Reputation: 594
As everyone knows filling cells with values one by one in VBA is much less efficient than bulk-filling them with an array of values. For the same optimisation reasons I would like to do that with an array of formulas. A very simple example would be something like:
Sub Fill_Using_Arrays()
Dim i As Long
Dim formulae(1 To 10000) As String
For i = 1 To 10000
formulae(i) = "=$A$" & i
Next i
[A2].Resize(10000).Formula = formulae
End Sub
However, If I do that it will fill the 10k cells with "=$A$1" and so on without actually evaluating the expressions. I tried running a .Calculate
on the range as well, but that did nothing. Is it possible to achieve this behaviour?
Upvotes: 3
Views: 1390
Reputation: 594
While writing this question I found the solution:
The issue was the string array. I generally stay away from Variant
due to the slight overhead. As someone coming from C++ declaring everything as variant feels very dirty, but anyway, in this case it is apparently necessary as passing a String
will make it paste the value as a literal string.

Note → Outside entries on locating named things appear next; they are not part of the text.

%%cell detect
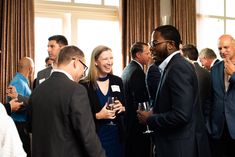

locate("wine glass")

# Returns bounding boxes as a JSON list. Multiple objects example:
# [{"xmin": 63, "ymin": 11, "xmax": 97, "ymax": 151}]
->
[
  {"xmin": 138, "ymin": 102, "xmax": 153, "ymax": 134},
  {"xmin": 106, "ymin": 97, "xmax": 115, "ymax": 125}
]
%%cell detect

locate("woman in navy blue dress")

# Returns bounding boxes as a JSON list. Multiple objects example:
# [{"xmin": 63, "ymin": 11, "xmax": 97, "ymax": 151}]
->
[{"xmin": 81, "ymin": 46, "xmax": 125, "ymax": 157}]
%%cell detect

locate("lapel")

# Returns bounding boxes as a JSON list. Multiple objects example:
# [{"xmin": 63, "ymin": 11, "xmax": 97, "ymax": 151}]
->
[
  {"xmin": 218, "ymin": 62, "xmax": 225, "ymax": 92},
  {"xmin": 154, "ymin": 54, "xmax": 181, "ymax": 104}
]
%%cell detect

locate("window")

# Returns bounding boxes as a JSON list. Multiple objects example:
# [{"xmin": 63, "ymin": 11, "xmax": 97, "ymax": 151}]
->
[
  {"xmin": 196, "ymin": 0, "xmax": 235, "ymax": 57},
  {"xmin": 35, "ymin": 0, "xmax": 122, "ymax": 77}
]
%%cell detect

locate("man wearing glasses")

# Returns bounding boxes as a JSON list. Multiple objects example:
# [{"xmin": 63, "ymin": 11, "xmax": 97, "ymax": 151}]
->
[
  {"xmin": 36, "ymin": 35, "xmax": 68, "ymax": 87},
  {"xmin": 29, "ymin": 46, "xmax": 105, "ymax": 157},
  {"xmin": 137, "ymin": 25, "xmax": 210, "ymax": 157}
]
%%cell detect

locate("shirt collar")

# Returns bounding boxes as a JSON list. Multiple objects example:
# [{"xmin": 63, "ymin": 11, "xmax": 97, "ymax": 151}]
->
[
  {"xmin": 53, "ymin": 69, "xmax": 74, "ymax": 81},
  {"xmin": 210, "ymin": 59, "xmax": 216, "ymax": 67},
  {"xmin": 159, "ymin": 51, "xmax": 180, "ymax": 72},
  {"xmin": 133, "ymin": 59, "xmax": 144, "ymax": 69}
]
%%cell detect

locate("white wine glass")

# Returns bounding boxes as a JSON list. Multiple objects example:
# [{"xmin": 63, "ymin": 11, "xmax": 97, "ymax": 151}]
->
[
  {"xmin": 138, "ymin": 102, "xmax": 153, "ymax": 134},
  {"xmin": 106, "ymin": 97, "xmax": 116, "ymax": 125}
]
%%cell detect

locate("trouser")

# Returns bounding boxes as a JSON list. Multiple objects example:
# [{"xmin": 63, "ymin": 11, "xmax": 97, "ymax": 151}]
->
[
  {"xmin": 211, "ymin": 123, "xmax": 235, "ymax": 157},
  {"xmin": 15, "ymin": 122, "xmax": 31, "ymax": 157}
]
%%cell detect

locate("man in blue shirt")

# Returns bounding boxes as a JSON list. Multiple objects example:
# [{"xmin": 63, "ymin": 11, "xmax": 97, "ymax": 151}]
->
[{"xmin": 10, "ymin": 57, "xmax": 34, "ymax": 157}]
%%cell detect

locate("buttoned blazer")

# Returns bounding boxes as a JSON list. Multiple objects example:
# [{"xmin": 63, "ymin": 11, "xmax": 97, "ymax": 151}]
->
[
  {"xmin": 147, "ymin": 54, "xmax": 210, "ymax": 157},
  {"xmin": 80, "ymin": 74, "xmax": 125, "ymax": 141},
  {"xmin": 210, "ymin": 61, "xmax": 235, "ymax": 139},
  {"xmin": 121, "ymin": 61, "xmax": 149, "ymax": 136},
  {"xmin": 29, "ymin": 72, "xmax": 105, "ymax": 157}
]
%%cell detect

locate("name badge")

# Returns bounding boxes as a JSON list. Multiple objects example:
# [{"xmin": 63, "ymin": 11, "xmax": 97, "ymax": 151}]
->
[
  {"xmin": 39, "ymin": 78, "xmax": 46, "ymax": 84},
  {"xmin": 111, "ymin": 85, "xmax": 120, "ymax": 92}
]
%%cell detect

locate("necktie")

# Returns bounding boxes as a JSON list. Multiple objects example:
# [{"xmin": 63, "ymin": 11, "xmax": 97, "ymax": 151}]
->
[{"xmin": 154, "ymin": 69, "xmax": 166, "ymax": 105}]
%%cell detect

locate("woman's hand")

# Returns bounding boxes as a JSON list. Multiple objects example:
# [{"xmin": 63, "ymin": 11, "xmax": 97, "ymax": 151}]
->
[
  {"xmin": 95, "ymin": 103, "xmax": 116, "ymax": 119},
  {"xmin": 113, "ymin": 100, "xmax": 125, "ymax": 113}
]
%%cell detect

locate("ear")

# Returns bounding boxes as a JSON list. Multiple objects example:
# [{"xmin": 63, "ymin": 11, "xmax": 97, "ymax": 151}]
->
[
  {"xmin": 136, "ymin": 51, "xmax": 142, "ymax": 58},
  {"xmin": 167, "ymin": 42, "xmax": 175, "ymax": 51}
]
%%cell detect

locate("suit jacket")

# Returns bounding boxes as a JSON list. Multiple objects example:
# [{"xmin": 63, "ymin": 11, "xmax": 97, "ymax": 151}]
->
[
  {"xmin": 146, "ymin": 63, "xmax": 161, "ymax": 101},
  {"xmin": 80, "ymin": 74, "xmax": 125, "ymax": 141},
  {"xmin": 147, "ymin": 54, "xmax": 210, "ymax": 157},
  {"xmin": 210, "ymin": 61, "xmax": 235, "ymax": 139},
  {"xmin": 122, "ymin": 61, "xmax": 150, "ymax": 157},
  {"xmin": 35, "ymin": 66, "xmax": 53, "ymax": 87},
  {"xmin": 29, "ymin": 72, "xmax": 105, "ymax": 157}
]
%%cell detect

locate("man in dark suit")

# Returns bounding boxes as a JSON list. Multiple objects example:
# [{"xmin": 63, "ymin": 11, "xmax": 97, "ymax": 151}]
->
[
  {"xmin": 181, "ymin": 44, "xmax": 211, "ymax": 122},
  {"xmin": 209, "ymin": 35, "xmax": 235, "ymax": 157},
  {"xmin": 199, "ymin": 48, "xmax": 219, "ymax": 71},
  {"xmin": 29, "ymin": 46, "xmax": 105, "ymax": 157},
  {"xmin": 122, "ymin": 42, "xmax": 151, "ymax": 157},
  {"xmin": 137, "ymin": 25, "xmax": 210, "ymax": 157},
  {"xmin": 35, "ymin": 35, "xmax": 68, "ymax": 87},
  {"xmin": 146, "ymin": 58, "xmax": 161, "ymax": 104}
]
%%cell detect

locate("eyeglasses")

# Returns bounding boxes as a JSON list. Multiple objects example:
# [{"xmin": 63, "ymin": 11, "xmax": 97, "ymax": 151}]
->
[
  {"xmin": 149, "ymin": 40, "xmax": 174, "ymax": 47},
  {"xmin": 79, "ymin": 59, "xmax": 88, "ymax": 72},
  {"xmin": 72, "ymin": 58, "xmax": 88, "ymax": 73}
]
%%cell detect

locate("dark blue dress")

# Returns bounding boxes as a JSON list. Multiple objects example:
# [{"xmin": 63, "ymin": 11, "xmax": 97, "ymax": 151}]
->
[{"xmin": 96, "ymin": 87, "xmax": 124, "ymax": 157}]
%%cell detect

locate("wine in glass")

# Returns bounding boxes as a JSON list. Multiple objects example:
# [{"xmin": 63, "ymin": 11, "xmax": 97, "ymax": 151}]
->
[{"xmin": 138, "ymin": 102, "xmax": 153, "ymax": 134}]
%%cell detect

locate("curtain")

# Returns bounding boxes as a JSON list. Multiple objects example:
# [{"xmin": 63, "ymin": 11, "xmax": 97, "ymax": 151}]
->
[
  {"xmin": 120, "ymin": 0, "xmax": 160, "ymax": 68},
  {"xmin": 171, "ymin": 0, "xmax": 196, "ymax": 45},
  {"xmin": 0, "ymin": 0, "xmax": 34, "ymax": 102}
]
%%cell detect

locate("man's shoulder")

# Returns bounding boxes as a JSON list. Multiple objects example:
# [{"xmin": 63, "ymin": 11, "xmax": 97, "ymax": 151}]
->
[{"xmin": 38, "ymin": 66, "xmax": 52, "ymax": 75}]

This is somewhat counter-intuitive to me as passing a single string (not an array) to the .Formula
property works. If anyone knows why I would be grateful for that information.
Anyway, working code would be:
Sub Fill_Using_Arrays()
Dim i As Long
Dim formulae(1 To 10000) As Variant ' Only change here
For i = 1 To 10000
formulae(i) = "=$A$" & i
Next i
[A2].Resize(10000).Formula = formulae
End Sub
Edit: To be clear, as a follow up I am curious why this works:
[A2].Formula = formulae(1)
And fills this as an actual formula, not as a string.